Radar Jember – Penunjukan PT Yasa Artha Trimanunggal sebagai penyedia ribuan motor trail listrik untuk Badan Gizi Nasional (BGN) kian menuai sorotan.
Bukan hanya soal besaran anggaran, publik kini menyoroti profil perusahaan serta rekam jejak pimpinannya yang sempat bersinggungan dengan lembaga antirasuah.
Proyek pengadaan armada bermerek Emmo JVX GT ini mencatatkan harga unit yang cukup tinggi, yakni Rp49,95 juta.
Namun, yang menjadi catatan kritis adalah status harga tersebut yang masih off the road.
Artinya, nilai triliunan rupiah yang digelontorkan belum mencakup biaya administrasi surat kendaraan (STNK/BPKB) hingga garansi, sebuah fakta yang memicu pertanyaan mengenai efisiensi penggunaan uang negara.
Komisaris Utama dalam Radar KPK
Di balik layar PT Yasa Artha Trimanunggal, fakta mengejutkan mencuat terkait pemeriksaan pimpinan puncaknya oleh Komisi Pemberantasan Korupsi (KPK).
Komisaris Utama perusahaan berinisial AM dilaporkan sempat diperiksa sebagai saksi dalam kasus dugaan korupsi penyaluran bantuan sosial (bansos) di Kementerian Sosial tahun 2020.
“Pemeriksaan bertempat di Gedung Merah Putih KPK atas nama AM selaku Komut PT Yasa Artha Trimanunggal,” ujar Juru Bicara KPK Budi Prasetyo, dikutip Radar Jember dari Antara.
Kasus yang menyeret AM merupakan pengembangan dari skandal bansos yang sebelumnya menjerat mantan Mensos Juliari Batubara.
Investigasi KPK tersebut berkaitan dengan kerugian negara senilai Rp200 miliar dalam pengadaan bansos presiden untuk penanganan pandemi COVID-19 serta penyaluran beras KPM.
Meski statusnya saat itu sebagai saksi, keterlibatan pimpinan perusahaan dalam pusaran kasus sosial besar menjadi catatan bagi publik dalam menilai akuntabilitas pemenang proyek di BGN.
Profil Perusahaan dan Ekspansi Bisnis
PT Yasa Artha Trimanunggal dikenal sebagai perusahaan yang bergerak di berbagai lini jasa, mulai dari logistik, alat kesehatan, hingga ekspor-impor sejak 2016.
Perusahaan ini belakangan menunjukkan ekspansi bisnis yang agresif, termasuk akuisisi maskapai perintis SAM Air.
Kini, perusahaan tersebut memegang kendali atas distribusi 21.801 unit motor listrik yang diklaim sebagai aset operasional negara.
Menkeu: Prioritas Harus untuk Makanan
Polemik ini pun sampai ke telinga Menteri Keuangan, Purbaya Yudhi Sadewa.

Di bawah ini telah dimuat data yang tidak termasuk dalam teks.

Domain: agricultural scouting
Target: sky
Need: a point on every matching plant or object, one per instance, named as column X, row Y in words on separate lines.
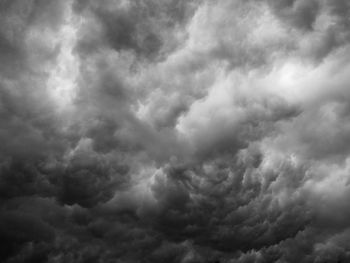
column 178, row 131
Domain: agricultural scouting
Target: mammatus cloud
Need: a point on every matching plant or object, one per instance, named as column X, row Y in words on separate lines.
column 174, row 131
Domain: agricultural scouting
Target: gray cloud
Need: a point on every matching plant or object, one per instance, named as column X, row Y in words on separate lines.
column 178, row 131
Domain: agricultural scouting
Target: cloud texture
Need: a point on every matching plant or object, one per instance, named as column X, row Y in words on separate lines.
column 174, row 131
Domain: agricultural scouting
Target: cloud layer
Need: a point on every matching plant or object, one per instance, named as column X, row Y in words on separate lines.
column 174, row 131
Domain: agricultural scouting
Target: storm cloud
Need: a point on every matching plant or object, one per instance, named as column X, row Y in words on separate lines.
column 174, row 131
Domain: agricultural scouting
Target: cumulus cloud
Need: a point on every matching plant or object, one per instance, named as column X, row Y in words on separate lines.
column 174, row 131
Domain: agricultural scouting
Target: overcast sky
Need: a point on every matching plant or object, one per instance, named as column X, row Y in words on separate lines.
column 182, row 131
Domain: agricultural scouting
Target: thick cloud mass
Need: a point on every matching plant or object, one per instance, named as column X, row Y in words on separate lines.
column 174, row 131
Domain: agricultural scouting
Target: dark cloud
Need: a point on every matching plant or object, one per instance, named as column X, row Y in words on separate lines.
column 174, row 131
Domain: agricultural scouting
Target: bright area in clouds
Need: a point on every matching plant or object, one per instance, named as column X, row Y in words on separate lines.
column 175, row 131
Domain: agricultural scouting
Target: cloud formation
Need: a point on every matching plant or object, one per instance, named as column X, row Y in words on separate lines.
column 174, row 131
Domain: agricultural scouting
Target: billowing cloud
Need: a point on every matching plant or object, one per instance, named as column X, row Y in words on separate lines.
column 174, row 131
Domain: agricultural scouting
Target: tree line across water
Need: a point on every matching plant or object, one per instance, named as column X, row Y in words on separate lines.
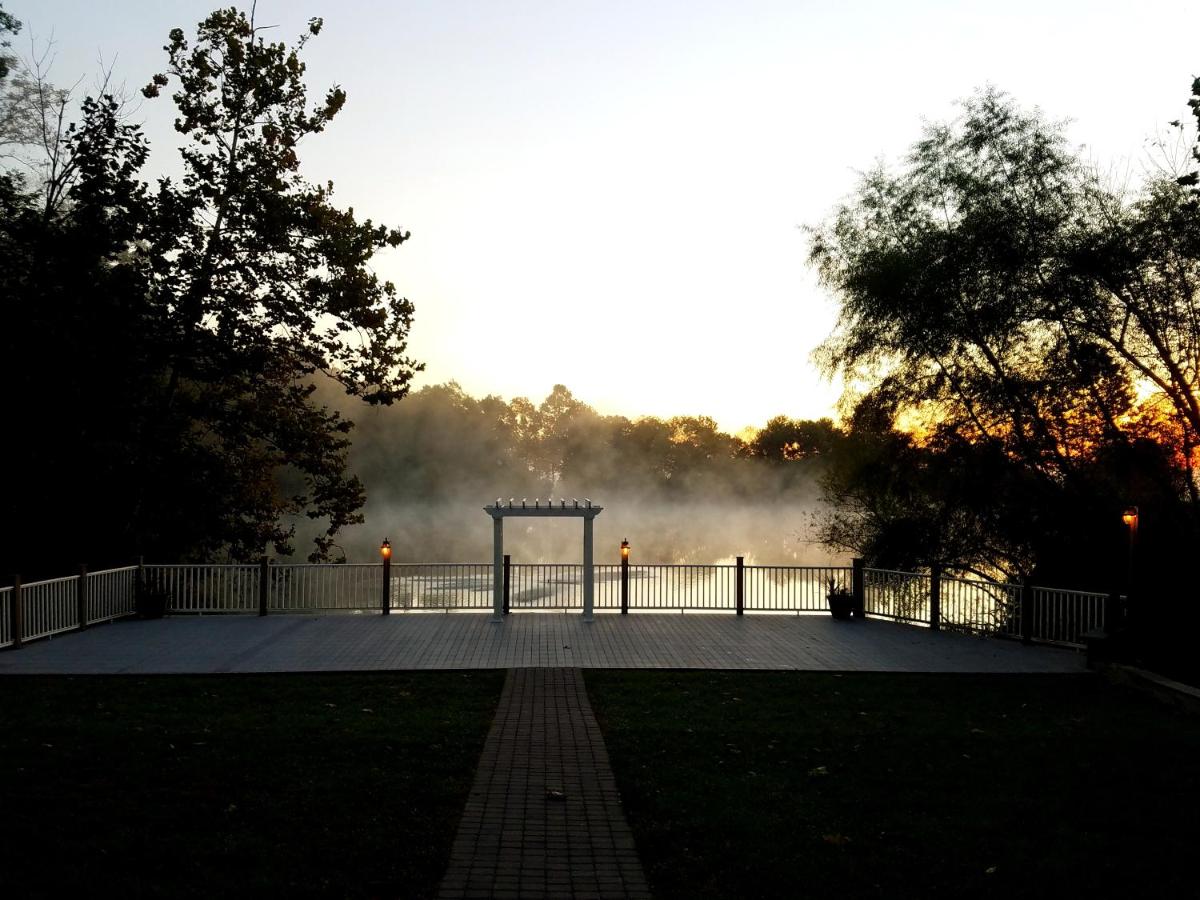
column 185, row 357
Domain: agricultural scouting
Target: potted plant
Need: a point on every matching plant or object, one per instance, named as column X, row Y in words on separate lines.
column 841, row 600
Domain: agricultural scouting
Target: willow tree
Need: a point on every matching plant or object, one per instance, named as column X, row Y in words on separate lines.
column 1009, row 310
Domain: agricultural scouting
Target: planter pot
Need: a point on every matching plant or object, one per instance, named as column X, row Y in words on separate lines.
column 841, row 605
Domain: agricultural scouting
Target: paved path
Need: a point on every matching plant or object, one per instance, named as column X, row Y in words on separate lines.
column 544, row 817
column 324, row 643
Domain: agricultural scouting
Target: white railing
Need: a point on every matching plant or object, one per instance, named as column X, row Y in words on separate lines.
column 973, row 606
column 49, row 607
column 207, row 588
column 5, row 617
column 112, row 594
column 316, row 588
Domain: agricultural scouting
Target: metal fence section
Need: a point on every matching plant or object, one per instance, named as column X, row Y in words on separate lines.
column 898, row 595
column 207, row 588
column 324, row 587
column 1065, row 616
column 439, row 587
column 679, row 587
column 547, row 586
column 790, row 588
column 981, row 607
column 112, row 594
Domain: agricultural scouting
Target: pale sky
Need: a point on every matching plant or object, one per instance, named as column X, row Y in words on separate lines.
column 609, row 195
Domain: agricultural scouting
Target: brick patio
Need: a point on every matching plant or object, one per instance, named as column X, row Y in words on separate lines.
column 324, row 643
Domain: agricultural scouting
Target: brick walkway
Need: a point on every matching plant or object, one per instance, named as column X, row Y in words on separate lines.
column 333, row 643
column 544, row 817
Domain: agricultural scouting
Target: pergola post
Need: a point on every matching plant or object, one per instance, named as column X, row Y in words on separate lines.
column 588, row 571
column 497, row 568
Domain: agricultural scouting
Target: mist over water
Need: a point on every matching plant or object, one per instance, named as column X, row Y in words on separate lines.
column 678, row 490
column 693, row 531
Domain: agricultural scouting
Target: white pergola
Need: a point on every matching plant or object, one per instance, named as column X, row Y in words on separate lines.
column 549, row 509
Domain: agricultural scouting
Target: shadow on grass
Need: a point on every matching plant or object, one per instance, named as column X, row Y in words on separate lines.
column 816, row 785
column 305, row 785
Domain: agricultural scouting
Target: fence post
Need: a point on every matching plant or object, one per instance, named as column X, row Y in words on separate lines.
column 935, row 597
column 264, row 585
column 508, row 582
column 858, row 586
column 385, row 600
column 17, row 613
column 1027, row 610
column 739, row 586
column 1114, row 612
column 82, row 597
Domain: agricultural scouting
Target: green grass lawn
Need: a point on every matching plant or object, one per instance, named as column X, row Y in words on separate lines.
column 813, row 785
column 340, row 785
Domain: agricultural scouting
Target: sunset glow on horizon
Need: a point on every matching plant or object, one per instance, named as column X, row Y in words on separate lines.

Ia menegaskan kembali komitmen kementeriannya bahwa anggaran Makan Bergizi Gratis (MBG) seharusnya difokuskan pada belanja konsumsi masyarakat, bukan belanja modal dalam jumlah masif.
"Tahun lalu sempat kita tidak mau, kita tolak untuk beli komputer yang terlalu banyak dan beli motor," ujar Purbaya.
Ia berjanji akan melakukan pengecekan ulang terhadap pengadaan yang kini viral tersebut guna memastikan prioritas anggaran tidak melenceng.
Klarifikasi Jumlah Unit
Kepala BGN, Dadan Hindayana, terus berupaya meredam spekulasi dengan menegaskan bahwa jumlah unit yang dipesan adalah 25.000 unit, dengan realisasi saat ini sebanyak 21.801 unit.
Dadan membantah isu liar yang menyebut jumlahnya mencapai 70.000 unit dan memastikan seluruh armada sedang dalam proses administrasi sebagai Barang Milik Negara (BMN).
Baca Juga: 5 Fakta Mengejutkan Motor Listrik Emmo yang Bakal Jadi Armada BGN, Nomor 4 Paling Gong!
Di tengah ambisi pemerintah menjalankan program sosial berskala besar, kasus pengadaan motor listrik ini menjadi pengingat pentingnya transparansi dan rekam jejak mitra pemerintah.